Given the strong arguments in favor of adopting clinical information systems, perhaps it is time to put aside the ROI arguments and focus instead on ensuring that all implementations are successful. Such routine success will require the absolute commitment of every individual within an organization who has any direct role in the transmission and actionable use of health care information in a clinical setting and an equally substantial change on the part of the vendor community. Such commitment only comes when global financial incentives are aligned with the personal motivations of the diversity of individuals who must use health information technology. In major centers, the knowledge engineering and workflow expertise may be hidden costs occurring “piecemeal over many years and probably represented a relatively small part of the entire [system] costs.” For many other institutions, the quandary is not so much one of cost and time of expertise as it is of the very availability of such expertise at critical junctures. In many instances, the cost and availability of intellectual capital may be a far greater constraint to implementation than insufficient financial capital.

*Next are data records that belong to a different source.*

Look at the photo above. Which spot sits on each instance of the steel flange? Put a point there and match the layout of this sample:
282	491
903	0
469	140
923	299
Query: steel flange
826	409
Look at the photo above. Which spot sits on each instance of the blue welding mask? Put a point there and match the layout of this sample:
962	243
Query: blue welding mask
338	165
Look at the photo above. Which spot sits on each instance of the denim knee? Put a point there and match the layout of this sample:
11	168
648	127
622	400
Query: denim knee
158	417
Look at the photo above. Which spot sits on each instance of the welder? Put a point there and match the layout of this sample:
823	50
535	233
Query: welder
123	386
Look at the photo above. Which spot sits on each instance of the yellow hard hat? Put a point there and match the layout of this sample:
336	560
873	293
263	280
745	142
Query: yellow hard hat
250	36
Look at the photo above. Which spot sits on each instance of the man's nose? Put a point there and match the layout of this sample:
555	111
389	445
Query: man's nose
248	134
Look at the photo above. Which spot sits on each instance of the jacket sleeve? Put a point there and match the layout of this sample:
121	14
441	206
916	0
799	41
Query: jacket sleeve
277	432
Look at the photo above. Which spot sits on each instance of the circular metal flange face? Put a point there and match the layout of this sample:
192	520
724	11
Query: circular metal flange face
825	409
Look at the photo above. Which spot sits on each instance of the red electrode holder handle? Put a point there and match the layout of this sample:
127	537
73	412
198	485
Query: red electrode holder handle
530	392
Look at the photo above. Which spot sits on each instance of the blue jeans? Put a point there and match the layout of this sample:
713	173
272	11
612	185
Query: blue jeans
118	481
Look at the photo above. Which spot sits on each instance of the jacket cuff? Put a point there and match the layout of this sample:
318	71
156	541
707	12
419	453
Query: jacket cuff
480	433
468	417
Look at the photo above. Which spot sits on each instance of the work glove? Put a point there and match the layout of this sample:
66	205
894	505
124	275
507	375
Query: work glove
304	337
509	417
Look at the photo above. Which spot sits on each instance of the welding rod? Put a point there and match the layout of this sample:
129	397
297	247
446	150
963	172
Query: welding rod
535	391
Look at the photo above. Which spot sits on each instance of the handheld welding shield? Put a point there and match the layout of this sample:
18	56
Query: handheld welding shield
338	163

The introduction of health information technologies into communities presents even greater challenges. This task demonstrates how much more work must be done to extend cost-benefit analysis into additional settings. To realize successful longitudinal, patient-focused care, health care professionals and patients require an infrastructure that provides timely, secure access to a wide array of health care information. That information is at present distributed across many sites and difficult to integrate. A clinical system capable of delivering optimal care in physician offices, pharmacies, home care, and other community settings will require access to medication histories, personal health information, improved clinical communication, and standardization of many other currently disparate aspects. Building such an infrastructure while mindful of costs and patient preferences requires a daunting effort. Lessons gleaned from hospital-based ROI analysis may provide partial guidance. Yet, in these settings even more than in the hospital, one must place emphasis on the cost of an appropriate infrastructure, the availability of intellectual and financial capital, and addressing the misaligned incentives among patients, employers, government, intermediaries, health plans, practitioners, pharmacists, and other involved parties. One of the greatest obstacles to healthier communities may be the enormous gap between what we know how to do in the large and sophisticated health care systems and what we know must be done in our communities, our pharmacies, our long-term care facilities, and our ambulatory practices.
Professional informaticians must continue to address these broader problems while learning from existing thorough analyses. The profession must extend, not just refine, these analyses to develop a better understanding of the broader financial impact of health information technology and the less tangible but even more powerful benefits accrued to patients and other stakeholders. Society must then address the daunting challenges required to achieve the widespread and effective use of technology in every medical setting, no matter how small in size, no matter how impoverished in capital and technical talent, and no matter how remote. If medical need and health care professionals' desires to improve caregiving become the motivating factors for better use of health information technology, our success in introducing these solutions will produce an ROI that every patient and health care professional will understand.